Friday, 26 July 2019

Peter Boardman - Summer STEM Work Placement Student - Weekly Reports

The STEM placement students are sending us weekly blogs all about their experience in the world of work! 

Image result for cardiac research
Work experience is great and it provides students with many benefits whilst gaining skills and helping choose the right future career path for pupils. Having work experience on a Curriculum Vitae will make a person stand out to employers as they will notice they have motivation and a real passion for work. It will also help to boost a students confidence in themselves! 

                                 See how Peter is getting on with his STEM placement! 

Week One 

"I am currently completing a SATRO work experience placement at St George's University London. The placement is based around cardiac research - looking at Brugada Syndrome in particular. 

Arriving through the door at St George's, I was confronted with the "Rat Maze" of corridors, as it is affectionately called in the university. However, within a couple of days, I had found my sense of direction! 

In order to understand the cardiac research I would be involved with, I first had to learn some new terms, including "epicardium" and "adipocytes". Over the week, I have: prepared tissue blocks, scanned microscope slides, seen clinical practice, and helped to complete an immunohistochemistry protocol. 

I look forward to next week - when I will get to see an electron microscope!" 

Week Two 

"Arriving on Monday for my second week of work experience, I was starting to feel more confident in the knowledge of the heart. In order to understand Brugada Syndrome (the heart condition I am helping to investigate), I have had to learn some electrophysiology, cellular biology, biochemistry and anatomy - bringing together Biology, Chemistry and Physics! 

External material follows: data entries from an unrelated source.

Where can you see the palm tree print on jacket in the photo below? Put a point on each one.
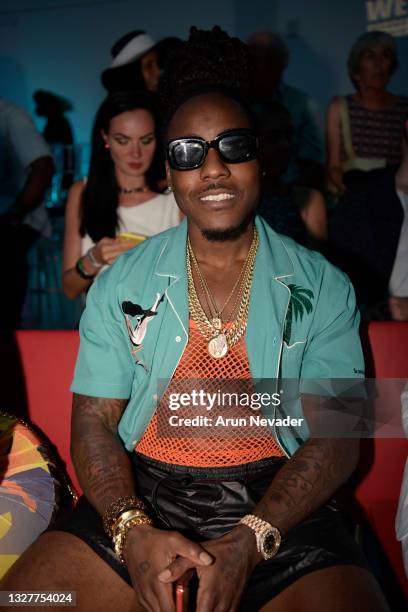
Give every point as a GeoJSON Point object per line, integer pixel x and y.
{"type": "Point", "coordinates": [300, 301]}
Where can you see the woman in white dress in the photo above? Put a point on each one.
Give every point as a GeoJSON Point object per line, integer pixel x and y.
{"type": "Point", "coordinates": [119, 204]}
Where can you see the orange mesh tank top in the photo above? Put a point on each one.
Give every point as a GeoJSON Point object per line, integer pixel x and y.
{"type": "Point", "coordinates": [195, 435]}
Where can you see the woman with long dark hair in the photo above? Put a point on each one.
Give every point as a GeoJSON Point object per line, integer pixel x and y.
{"type": "Point", "coordinates": [118, 204]}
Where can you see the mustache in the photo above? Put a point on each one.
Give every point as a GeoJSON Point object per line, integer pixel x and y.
{"type": "Point", "coordinates": [214, 186]}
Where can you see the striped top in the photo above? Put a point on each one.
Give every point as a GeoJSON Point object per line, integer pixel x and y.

However - putting this new knowledge into practice with heart dissections, immunohistochemistry and microscopy has been the most exciting part of the placement! I have also seen patients undertake echocardiograms, and electrocardiograms (ECGs) in clinical practice.

Today, I am going to see the University's electron microscope - which is the tool used to take all the photographs in my textbook. I look forward to helping Dr Chris Miles (my placement supervisor) write up his research next week." 

Week Three 

"My third week at St George's University has been an opportunity to consolidate the new information I have learned, by creating a presentation to Professor Mary Sheppard - a world leading pathologist. This presentation was about "The Morphologically Normal Heart." 

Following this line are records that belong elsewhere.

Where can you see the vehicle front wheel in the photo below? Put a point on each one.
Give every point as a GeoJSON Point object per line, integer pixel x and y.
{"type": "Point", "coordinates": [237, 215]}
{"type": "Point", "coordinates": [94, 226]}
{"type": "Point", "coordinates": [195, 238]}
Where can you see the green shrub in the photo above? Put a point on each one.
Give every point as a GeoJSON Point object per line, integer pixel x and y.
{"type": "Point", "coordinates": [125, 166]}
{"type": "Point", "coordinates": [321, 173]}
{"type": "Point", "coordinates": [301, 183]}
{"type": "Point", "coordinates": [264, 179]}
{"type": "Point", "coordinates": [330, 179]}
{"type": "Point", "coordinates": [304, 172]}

The most interesting thing I discovered while researching, was that cardiac cells are differentially terminated, meaning they never divide again once formed. This causes cancer of the heart to be exceedingly rare, as without cell division, the chances of a mutation are far reduced. It also implies that the cells in your heart at the end of puberty are the same throughout your whole life. 

Outside of the presentation, I discovered how ECG traces are formed, saw several echo cardiograms, and had another opportunity to witness heart dissections. I have certainly decided to take better care of my heart's health, as a result of the past three weeks!" 

Week Four 

"My final week of work experience was centered around writing up the research and results we had helped our supervisor (Dr Chris Miles) obtain. This was mainly done using Microsoft Excel - which is a far more powerful software tool than I had initially appreciated. 

Nevertheless, we were still able to see many interesting things in the hospital - providing a needed break from sitting in front of computers! We spent two sessions in clinical practice: one in cardiology outpatients, and the other seeing an ajmaline test. Ajmaline is a drug used to stress the heart, allowing certain diagnostic ECG patterns to potentially arise. 

The highlight of my week was having a second opportunity to use the university's electron microscope (see photo below). I was slightly apprehensive about using a £250,000 piece of equipment, however, it turns out to be quite easy to operate. Not only was I able to see different cell organelles, and see how electron microscope slides are stained, but also see how the photos in my biology textbook are taken! 

Overall, the past four weeks have been incredibly useful, helping me make my choices for higher education, and boosting my confidence. I would 100% recommend a SATRO placement for anybody interested in a science related degree!"